The Order of the Hospital of St John of Jerusalem was set up in Clerkenwell in 1144. The Hospital of St John of Jerusalem existed in 1099 when the first Crusaders captured Jerusalem. The Order had a military role and was created to defend the Holy Land, which had been captured by crusaders. This Clerkenwell Priory became the only priory the Order could have in England, and it was their primary location. The order was known as the Knights of St John, or the “Knights Hospitallers.” They took vows of poverty, chastity, and obedience. The Pope recognized them as a new religious order and the Hospitallers were known for taking care of the “blessed sick poor.” The Clerkenwell Priory was a place of large-scale hospitality. The Order was above the nobility and answered directly to the Pope. Kings Henry VII and Henry VIII were called the “Protectors of the Order” and maintained a close relationship with the Hospitallers.

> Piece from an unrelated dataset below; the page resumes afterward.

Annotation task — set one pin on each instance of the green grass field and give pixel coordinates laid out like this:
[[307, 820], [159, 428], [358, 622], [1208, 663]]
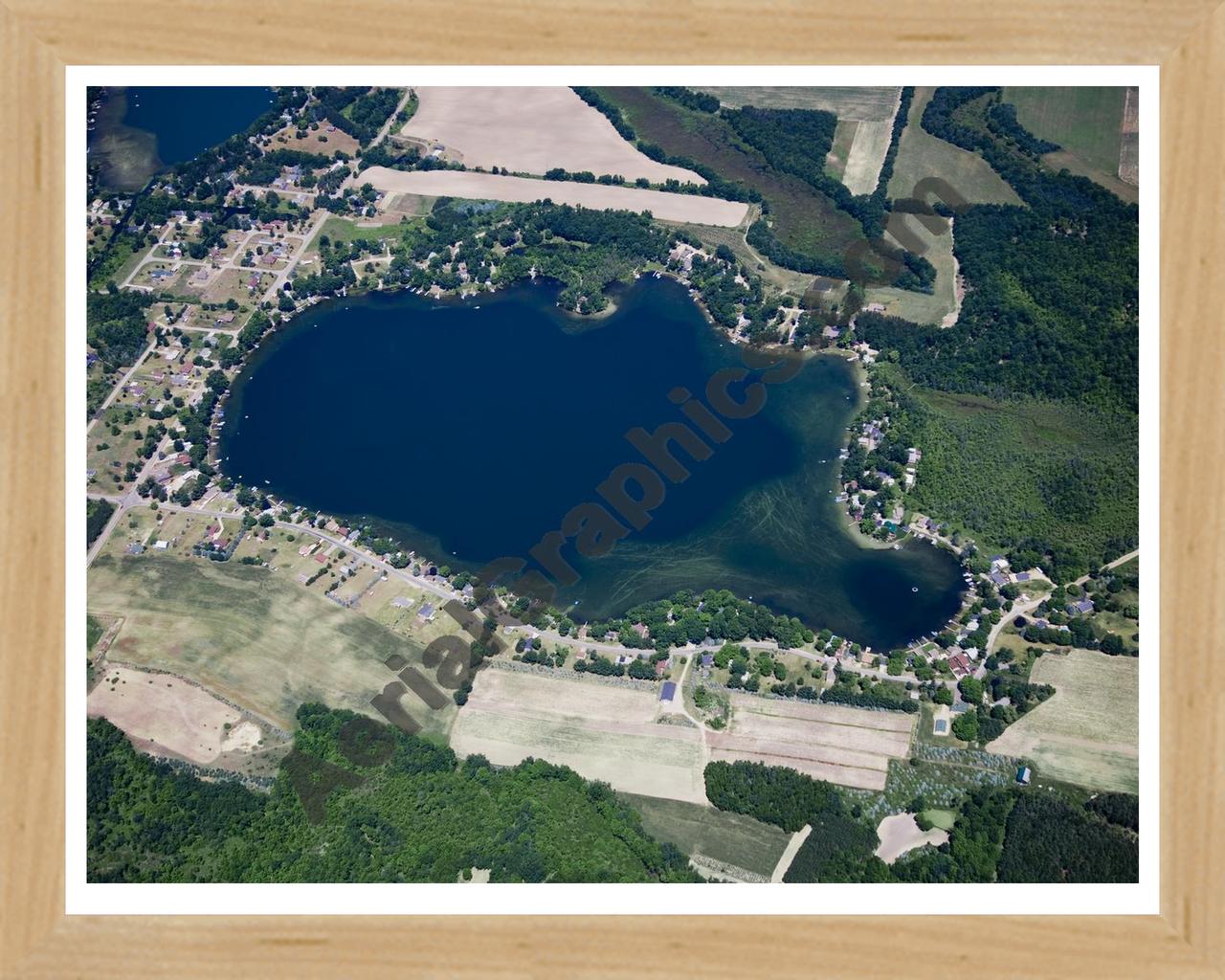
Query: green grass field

The Priory also had power internationally and became a center for diplomacy and business.
In 1381, a group led by Thomas Farndon set fire to Clerkenwell Priory, as well as many houses around it, and beheaded several people whiling stealing many goods. The Priory was attacked because of its close ties with the monarchy. It was also attacked because the religious order, like other religious orders in England, owned land and had disgruntled tenants. The Hospitallers were not popular during the Peasants’ Revolt of 1381. The fire had destroyed the Priory, though it was rebuilt in 1504. The new Priory resembled a palace and was a landmark.
Henry VIII dissolved the Order in 1540 during the Dissolution of the Monasteries. Henry left the Priory to his daughter, Mary, who used the Priory as a palace. Lord Protector Somerset took down the Church nave and bell-tower and used the stone for his new mansion, though he left the large choir and crypt intact.

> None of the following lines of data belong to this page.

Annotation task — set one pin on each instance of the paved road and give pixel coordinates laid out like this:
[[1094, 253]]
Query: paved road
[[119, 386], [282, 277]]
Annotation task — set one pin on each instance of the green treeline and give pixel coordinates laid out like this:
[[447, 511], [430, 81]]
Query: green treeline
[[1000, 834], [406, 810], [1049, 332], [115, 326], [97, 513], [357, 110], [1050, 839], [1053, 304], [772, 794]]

Archaeological evidence has shown that this priory was more than a religious house and was a unique monastery. It included an extravagant church, a cemetery, residential spaces, and the type of courts usually built for the most affluent nobles. The first three bays of the crypt were built in the 1140s with rounded arches, which are still existent today, and likely used as a chapel or charterhouse. At the end of the twelfth century, the crypt was expanded, and archeological evidence suggests that the building was of high-quality because of the excavated fragments found. The crypt remained even after the Dissolution of Hospitallers in 1540.
Moorhouse, Geoffrey. The Last Divine Office: Henry VII and the Dissolution of the Monasteries.Bluebridge, 2009.
Nicholson, Helen. The Hospitallers and the ‘Peasants Revolt’ of 1381 Revisited. Ashgate Publishing Ltd, 2007.
Sloane, Barney and Gordon Malcolm. Excavations at the priory of the Order of Hospital of St John of Jerusalem, Clerkenwell, London. Museum of London Archeology Service, 2004.
Thurley, Simon. The Cloister and The Hearth: Wolsey, Henry VII and the Early Tudor Palace Plan. British Archeological Association, 2009.